Moroccan Extra Virgin Olive Oil: Where Did It All Begin?
If you’ve ever been to Morocco, or eaten Moroccan food, chances are you’ve tasted olive oil. Extra Virgin Olive Oil is a staple of the Moroccan diet, and has been for centuries. But where does this delicious oil come from, how long have the health benefits of olive oil been known and how did it become such an important part of Moroccan cuisine? Read on to learn more about the history of Moroccan olive oil.
History of Moroccan Extra Virgin Olive Oil Production
Morocco has been producing the best extra virgin olive oil for millennia, from the time of the Romans. The existence of centenary trees and traditional presses (maasras), testify to the antiquity of olive oil production. Indeed, olive oil has long been considered a noble food by the local population.
Harvesting Of Moroccan Olive Oil
According to moroccanoliveoil.com, the optimal season to harvest olives in Morocco is November to the end of December but could extend to mid-February. Optimal quality is generally achieved when all the colors of the olive are on the olive tree. Although harvesting is mainly manual, the milling is 100% mechanical and done within 6 hours to ensure an extra virgin olive oil, obtained from the first press of the olives.
The latest harvest of Morocco Gold is now available to purchase online here. Low acidity and health enhancing polyphenols make this year’s harvest the best extra virgin olive oil around.
Ideal Climate For Moroccan Olive Oil Production
The benign climate makes Morocco a ‘Garden Of Eden’ on the doorstep of Europe and the ideal location for olive cultivation with mild winters and warm, dry summers. The soils in the main olive-growing regions are rich and deep, and generally have an equal balance of clay and coarse sands.
However, despite now being the fourth largest producer of olive in the world, (Morocco harvested an estimated 2 million tons of olives in the most recent 2018/19 harvest), the quality of Moroccan olive oil is relatively little known outside of the country.
Researchers, using industry standards, published a report on the quality and purity of Moroccan olive oil in the journal Food Chemistry. They classified 94 percent of samples tested as extra virgin olive oil and only 6 percent as virgin olive oil.
The Unique Flavour of Morocco Gold Olive Oil
Morocco Gold extra virgin olive oil comes from groves in the foothills of the Atlas Mountains. The specific soil conditions of the Beni Mellal region, together with the mild winters and summers, caressed by hot winds from the Sahara, make ideal growing conditions for Morocco Gold olives. The presence of Oleocanthal in Morocco Gold extra virgin olive oil is responsible for the peppery/ stinging sensation at the back of your throat when you enjoy the oil. Morocco Gold is made from a single source – using the best Picholine Marocaine olives, selected early in the season, handpicked and cold pressed within 24 hours of picking. Picholine is the most common variety of olives used for oil in Morocco. It is naturally high in antioxidants and it produces very well balanced and creamy olive oil.
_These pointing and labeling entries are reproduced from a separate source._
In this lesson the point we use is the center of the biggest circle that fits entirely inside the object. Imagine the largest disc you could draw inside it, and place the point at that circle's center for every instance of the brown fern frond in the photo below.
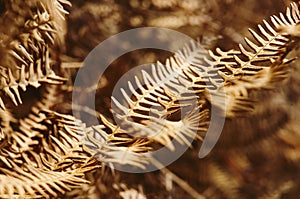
(26, 47)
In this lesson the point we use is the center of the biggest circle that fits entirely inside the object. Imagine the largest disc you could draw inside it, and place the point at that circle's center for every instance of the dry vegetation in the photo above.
(43, 44)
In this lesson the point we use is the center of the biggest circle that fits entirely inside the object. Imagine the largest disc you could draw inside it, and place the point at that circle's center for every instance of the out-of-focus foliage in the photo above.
(42, 154)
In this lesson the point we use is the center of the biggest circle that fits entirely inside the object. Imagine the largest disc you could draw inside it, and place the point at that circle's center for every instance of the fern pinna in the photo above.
(46, 153)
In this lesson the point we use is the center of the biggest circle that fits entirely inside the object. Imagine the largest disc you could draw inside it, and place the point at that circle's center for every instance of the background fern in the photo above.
(42, 154)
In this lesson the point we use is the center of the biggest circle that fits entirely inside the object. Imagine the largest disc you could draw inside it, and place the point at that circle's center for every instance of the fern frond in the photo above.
(26, 49)
(263, 65)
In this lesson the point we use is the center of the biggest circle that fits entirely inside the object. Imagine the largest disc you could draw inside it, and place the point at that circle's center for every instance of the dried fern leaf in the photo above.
(262, 66)
(28, 31)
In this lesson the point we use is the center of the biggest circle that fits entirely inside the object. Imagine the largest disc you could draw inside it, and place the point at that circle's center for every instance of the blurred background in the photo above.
(258, 156)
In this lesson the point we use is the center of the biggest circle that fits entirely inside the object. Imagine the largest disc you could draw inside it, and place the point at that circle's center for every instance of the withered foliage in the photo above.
(45, 152)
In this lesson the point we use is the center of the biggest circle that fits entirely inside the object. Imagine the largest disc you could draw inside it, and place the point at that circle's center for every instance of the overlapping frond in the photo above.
(257, 65)
(28, 31)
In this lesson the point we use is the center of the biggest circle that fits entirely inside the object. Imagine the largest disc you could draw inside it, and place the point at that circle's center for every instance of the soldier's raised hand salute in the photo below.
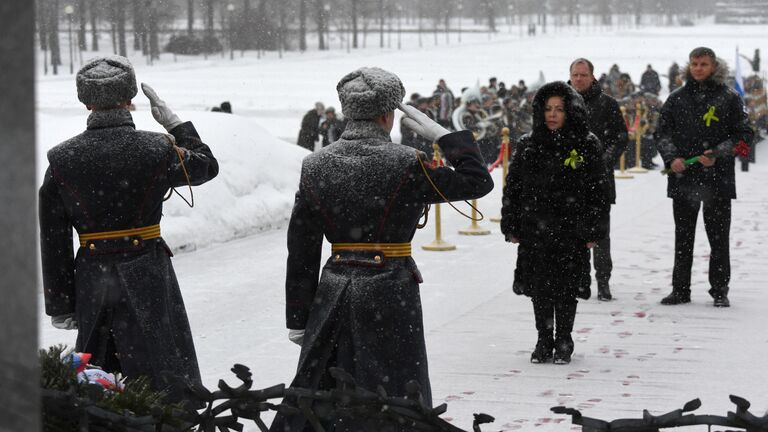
(420, 123)
(160, 110)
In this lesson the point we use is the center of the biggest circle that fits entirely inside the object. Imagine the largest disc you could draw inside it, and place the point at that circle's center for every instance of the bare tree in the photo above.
(150, 26)
(209, 8)
(53, 34)
(303, 25)
(94, 27)
(138, 25)
(354, 22)
(120, 27)
(190, 16)
(490, 11)
(81, 20)
(320, 24)
(282, 42)
(381, 23)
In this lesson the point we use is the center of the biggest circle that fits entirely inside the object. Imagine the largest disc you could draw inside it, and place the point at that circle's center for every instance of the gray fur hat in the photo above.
(106, 81)
(369, 92)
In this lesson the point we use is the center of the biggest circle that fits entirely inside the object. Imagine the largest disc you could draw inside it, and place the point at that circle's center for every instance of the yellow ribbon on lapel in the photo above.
(710, 115)
(574, 159)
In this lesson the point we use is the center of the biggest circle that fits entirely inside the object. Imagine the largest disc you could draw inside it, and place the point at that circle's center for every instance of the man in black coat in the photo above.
(310, 127)
(331, 127)
(704, 118)
(649, 81)
(604, 120)
(108, 183)
(366, 195)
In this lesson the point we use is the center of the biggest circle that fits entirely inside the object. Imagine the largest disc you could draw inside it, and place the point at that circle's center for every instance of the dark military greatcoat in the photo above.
(363, 312)
(123, 291)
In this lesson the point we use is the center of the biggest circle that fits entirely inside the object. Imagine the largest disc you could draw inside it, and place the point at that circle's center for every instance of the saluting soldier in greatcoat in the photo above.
(366, 195)
(119, 290)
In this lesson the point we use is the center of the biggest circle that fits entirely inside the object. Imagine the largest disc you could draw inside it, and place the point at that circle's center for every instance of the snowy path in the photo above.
(631, 353)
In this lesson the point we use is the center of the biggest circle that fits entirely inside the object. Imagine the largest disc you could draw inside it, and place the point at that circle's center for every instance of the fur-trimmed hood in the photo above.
(575, 109)
(719, 77)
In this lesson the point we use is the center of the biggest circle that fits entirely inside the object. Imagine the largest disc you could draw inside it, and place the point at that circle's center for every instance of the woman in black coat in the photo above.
(555, 206)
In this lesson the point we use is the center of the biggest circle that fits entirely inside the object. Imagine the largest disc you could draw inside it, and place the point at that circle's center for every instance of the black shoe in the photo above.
(722, 301)
(563, 350)
(543, 351)
(677, 297)
(603, 291)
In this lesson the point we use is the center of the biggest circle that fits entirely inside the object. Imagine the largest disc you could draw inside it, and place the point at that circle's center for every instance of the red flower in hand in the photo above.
(741, 150)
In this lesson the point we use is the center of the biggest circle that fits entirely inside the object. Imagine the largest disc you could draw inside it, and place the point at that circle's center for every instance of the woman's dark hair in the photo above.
(575, 110)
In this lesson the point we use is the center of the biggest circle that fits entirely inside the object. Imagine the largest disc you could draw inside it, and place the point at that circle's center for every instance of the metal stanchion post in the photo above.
(504, 164)
(622, 162)
(438, 244)
(474, 228)
(642, 125)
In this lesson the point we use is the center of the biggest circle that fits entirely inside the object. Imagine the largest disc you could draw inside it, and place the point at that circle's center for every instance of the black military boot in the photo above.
(544, 312)
(565, 315)
(721, 297)
(603, 291)
(677, 297)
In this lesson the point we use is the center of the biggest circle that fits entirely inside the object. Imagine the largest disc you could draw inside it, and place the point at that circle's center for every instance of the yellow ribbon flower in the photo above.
(710, 115)
(574, 160)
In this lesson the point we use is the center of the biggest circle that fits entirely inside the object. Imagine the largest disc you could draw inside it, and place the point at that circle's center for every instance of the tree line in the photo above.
(286, 24)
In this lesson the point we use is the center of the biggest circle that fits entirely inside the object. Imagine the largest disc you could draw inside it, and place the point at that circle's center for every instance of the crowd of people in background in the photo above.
(487, 109)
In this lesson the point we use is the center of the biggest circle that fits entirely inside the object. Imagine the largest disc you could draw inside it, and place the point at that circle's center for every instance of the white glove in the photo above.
(64, 322)
(296, 336)
(160, 110)
(418, 122)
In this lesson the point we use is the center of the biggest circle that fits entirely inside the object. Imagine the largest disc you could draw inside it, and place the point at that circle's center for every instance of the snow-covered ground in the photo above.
(631, 353)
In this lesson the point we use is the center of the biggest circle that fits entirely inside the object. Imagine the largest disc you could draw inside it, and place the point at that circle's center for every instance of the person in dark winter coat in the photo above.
(310, 127)
(649, 81)
(703, 118)
(332, 127)
(119, 291)
(674, 77)
(555, 205)
(605, 121)
(365, 195)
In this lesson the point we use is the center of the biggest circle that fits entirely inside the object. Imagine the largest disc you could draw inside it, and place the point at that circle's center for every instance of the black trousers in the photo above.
(717, 222)
(601, 255)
In order to achieve Morocco Gold’s unique flavour, no mixing or blending with other oils takes place to ensure genuine extra virgin olive oil quality. The end result is a ‘liquid gold’: an incredibly rare, extra virgin olive oil of exceptional quality, extraordinary health benefits and a taste like none other.
Nurtured with love for generations, using only traditional, natural methods, Morocco Gold retains its distinctive flavour to offer the finest sensory experience.
Women In Olive Oil Production
The agriculture sector in Morocco employs about 40 percent of the nation’s workforce, making it the largest employer in the country.
Growth in agriculture is, on average, at least twice as effective in reducing poverty as growth in other sectors and is known to reduce poverty directly by raising farm incomes, and indirectly by generating employment and reducing food prices.
Women make up, on average, 43 percent of the agriculture labour force in developing countries, and 50 percent or more in some parts of Africa. Empowering women to participate in agricultural activity gives them greater influence over household income and expenditures, which typically helps to reduce household poverty and benefit children.